Dire consequences hit hardworking farmers across the heartland right in the wallet
Washington – Today, Congresswoman Cheri Bustos responded to a Bloomberg News article published this morning about how China has tripled its purchases of soybeans from Russia while canceling several shipments of soybeans from the United States.
Bustos, who is a member of Democratic House Leadership and a member of the House Agriculture Committee, represents the 17th Congressional District of Illinois where corngrowers, soybean farmers and pork producers have been hit hard as a result of the trade war President Trump triggered with China. Soybean farmers are being hit especially hard since a quarter of Illinois’ crop is exported to China every year. If Illinois was its own country, it would be the fourth largest producer of soybeans in the world.
“As a candidate, President Trump stood at a podium in 2016 and promised to ‘end this war on the American farmer.’ Now that China is canceling the purchase of American soybeans while tripling their business with Russia, it’s clear that this is just one more broken promise,” said Congresswoman Cheri Bustos. “This so-called Farm Bill that Washington Republicans are racing to pass does absolutely nothing to help hardworking farmers across the heartland who are getting hit in their wallet by President Trump’s reckless and impulsive trade war. Instead of moving ahead with their Harm Bill, Washington Republicans should work across the aisle on a truly bipartisan Farm Bill that will grow our economy and strengthen all Americans – from the pasture to the plate.”
By Anatoly Medetsky
China, the world’s biggest soybean importer, almost tripled purchases from Russia amid a trade dispute with the U.S., the biggest producer.
Russia sold about 850,000 metric tons of soybeans to China from the start of the 12-month season in July through mid-May, according to Russia’s agriculture agency Rosselkhoznadzor. That’s more than during any season before and compares with about 340,000 tons sold during all of the previous period, Chinese customs data show.
China has already canceled several shipments from the U.S. in anticipation of tariffs on the country’s products. While Brazil is expected to take much of that market share, Russia is also benefiting.

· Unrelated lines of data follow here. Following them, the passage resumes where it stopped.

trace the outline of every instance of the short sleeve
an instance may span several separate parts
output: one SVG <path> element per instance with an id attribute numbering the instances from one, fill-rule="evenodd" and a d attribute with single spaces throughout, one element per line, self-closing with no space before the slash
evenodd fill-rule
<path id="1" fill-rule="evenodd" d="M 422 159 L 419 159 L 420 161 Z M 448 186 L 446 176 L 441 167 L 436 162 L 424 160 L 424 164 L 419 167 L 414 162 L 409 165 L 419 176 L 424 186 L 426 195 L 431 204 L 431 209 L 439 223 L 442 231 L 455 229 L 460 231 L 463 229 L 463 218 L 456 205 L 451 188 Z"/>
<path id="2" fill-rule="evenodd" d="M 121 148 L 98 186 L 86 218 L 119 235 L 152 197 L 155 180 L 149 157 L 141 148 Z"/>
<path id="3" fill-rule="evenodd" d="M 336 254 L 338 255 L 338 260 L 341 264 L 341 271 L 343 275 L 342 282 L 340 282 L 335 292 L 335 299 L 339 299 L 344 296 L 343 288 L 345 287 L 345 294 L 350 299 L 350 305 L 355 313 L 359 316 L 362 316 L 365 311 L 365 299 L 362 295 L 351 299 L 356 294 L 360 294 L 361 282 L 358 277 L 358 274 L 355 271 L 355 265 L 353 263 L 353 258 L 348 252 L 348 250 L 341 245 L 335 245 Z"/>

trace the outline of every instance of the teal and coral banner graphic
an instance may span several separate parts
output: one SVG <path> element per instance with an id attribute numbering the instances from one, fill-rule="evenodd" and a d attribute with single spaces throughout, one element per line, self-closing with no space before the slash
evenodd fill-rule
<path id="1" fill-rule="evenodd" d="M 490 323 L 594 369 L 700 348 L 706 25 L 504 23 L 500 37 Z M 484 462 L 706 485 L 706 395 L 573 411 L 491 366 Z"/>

Russian supplies make up less than 1 percent of the 97 million tons of soybeans that China is set to buy overseas this season, U.S. government data show. Russia is a net importer of the oilseed, the data show.
Russian soybean plantings in the far east, the region nearest China, will probably remain little changed during the next season, at about 1.4 million hectares, said Daniil Khotko, an analyst at the Institute for Agricultural Market Studies, or IKAR, in Moscow. They may expand by as much as 20 percent during the next two to three years, he said.